Re: PROV-ISSUE-65 (domain-specific-info): How is domain specific data combined with the generic model [Conceptual Model]

Hi Luc,

OK, I'll give it a go. I can raise these as separate issues if you
think they are substantial and independent enough to warrant that.

Requirement 1.

Add a section on Expressing Domain-Specific Information (or similar).
I think this might be helpful to keep the model itself clean and
general and bring together all the information on how users might
include domain-specific data in their assertions. I'll refer to this
as EDSI in the requirements below.

Requirement 2.

Decide how domain-specific types of entities, process executions,
derivations, etc. can be included in PIL data, and express this in the
EDSI section. At the moment, this typing is only shown for entities,
defined in attributes '[ type: "File" ]', but process executions,
derivations etc. do not have attributes.

We could resolve this in different ways.
 (a) All concepts have attributes and the "type" attribute key is
standardised, e.g. isDerivedFrom(e2,e1, [ type:
"ex:isLaterVersionOf"]).
 (b) Only entities have attributes (to keep the ivpOf concept clear),
but all concepts have annotations and the "type" annotation key is
standardised, e.g. entity (e0, [ location: "/shared/crime.txt" ], [
type: "File" ]).
 (c) All concepts have identifiers and the type information is outside
PIL, e.g. give an example of using RDF for these external typing
assertions: "e0 rdf:type ex:File; derivation1 rdf:type dc:isVersionOf"
 (d) PIL allows sub-types of concepts to be expressed and then used in
place of those concepts, e.g. subtype (ex:File, pil:Entity); ex:File
(e0, [ location: "/shared/crime.txt", creator: "Alice" ])

I can see pros and cons to each.

Requirement 3.

Decide whether attribute names are from a limited set defined in the
model, or are domain-specific and extensible, and express this where
attributes are specified (e.g. with the definition of Entity). If
domain-specific, show the namespace in the examples, e.g. entity(e0, [
pil:type="File", geo:location="/shared/crime.txt", dc:creator="Alice"
])

Requirement 4:

Use only one term "characteristic" or "attribute" in the document, if
they denote the same thing, or make the distinction clear if not.

Requirement 5:

Show how the "numerous ways in which location can be specified" should
be done by example. For example, once Requirement 3 is resolved, say
there can be domain-specific attribute names drawn from different
ontologies each denoting location in some form, e.g. [
geo:hasCoordinates="23426,4567" ].

Requirement 6:

State explicitly, in the EDSI section, that the only ways to include
domain-specific data into PIL assertions is through the mechanisms
described in the requirements above, if that is true.
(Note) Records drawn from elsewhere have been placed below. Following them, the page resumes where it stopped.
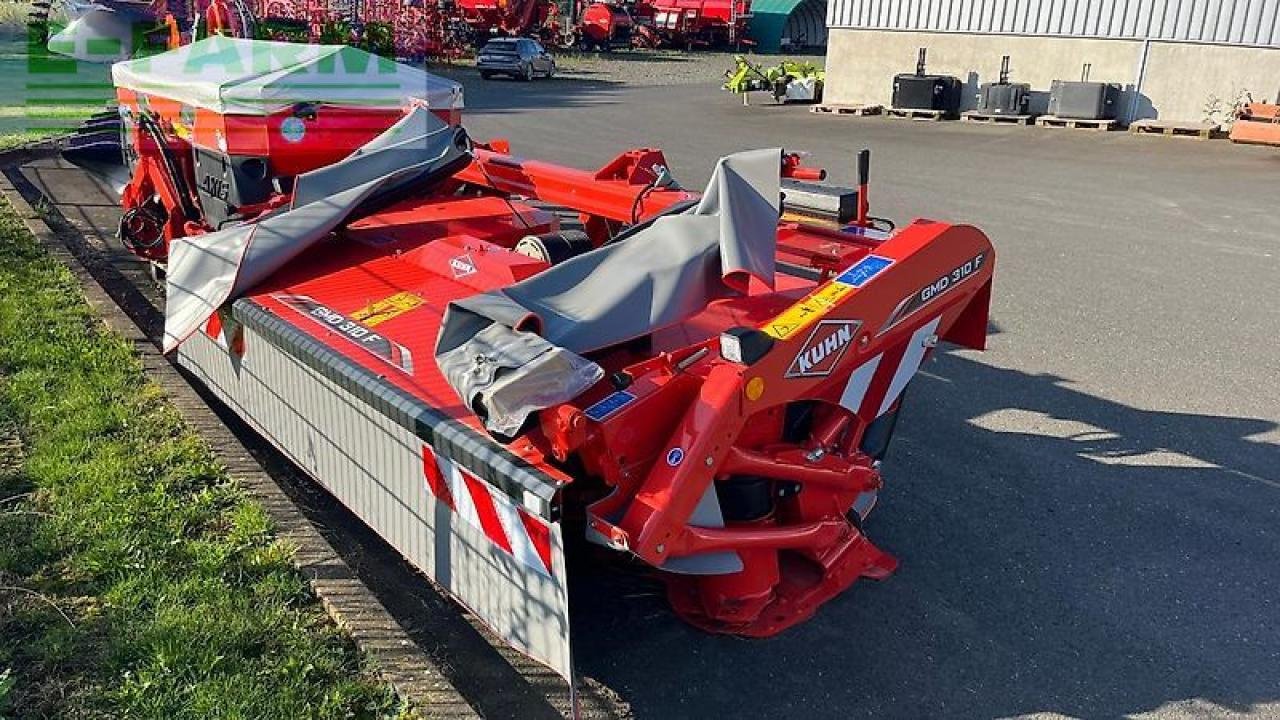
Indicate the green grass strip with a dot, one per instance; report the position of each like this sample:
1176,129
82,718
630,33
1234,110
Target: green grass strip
136,579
If all concepts
are given identifiers, then state that these identifiers can be used
to make additional (non-provenance) assertions outside of PIL.

Thanks,
Simon

On 22 August 2011 22:22, Luc Moreau <L.Moreau@ecs.soton.ac.uk> wrote:
> Hi Simon,
>
> I think this is  a very important issue, but it's not clear to me, how
> to address it.
>
> Can it be broken in different requirements?
>
> Cheers,
> Luc
>
> On 29/07/11 16:00, Provenance Working Group Issue Tracker wrote:
>> PROV-ISSUE-65 (domain-specific-info): How is domain specific data combined with the generic model [Conceptual Model]
>>
>> http://www.w3.org/2011/prov/track/issues/65
>>
>> Raised by: Simon Miles
>> On product: Conceptual Model
>>
>> Any provenance data will be a mixture of PIL constructs and domain-specific information, e.g. file names, the Royal Society's membership, the event of the RS's foundation, etc. By domain-specific, I just mean things not defined in the conceptual model. It is not clear in the current document where this domain-specific information goes.
>>
>> There are a couple of hints about where it might go:
>>
>> 1. In the example, the attribute values appear to be domain-specific, e.g. "Alice" is not a generic part of the model. The attribute names might be domain-specific, as I don't think "type", "location", "creator" or "content" are defined in the model, but that might be a mistake in the model. Can attribute types be domain-specific?
>>
>> 2. Section 5.12 says that "there are numerous ways in which location can be specified", suggesting that it is made a domain-specific issue. I'm not clear whether the list of examples, "coordinate, address..." are examples of attribute types or something else. It is said that "Location is an OPTIONAL characteristics of BOB". I'm not sure if "characteristic" is related to "attribute", and if this is implying a generic attribute type called "location".
>>
>> But are there additional ways to include domain-specific information other than attribute types and values? It may be trivial to address, but seems important to make explicit, else it is not clear how to apply the language in practice.
>>
>> Thanks,
>> Simon
>>
>>
>>
>>
>
>



-- 
Dr Simon Miles
Lecturer, Department of Informatics
Kings College London, WC2R 2LS, UK
+44 (0)20 7848 1166

Received on Wednesday, 24 August 2011 11:41:01 UTC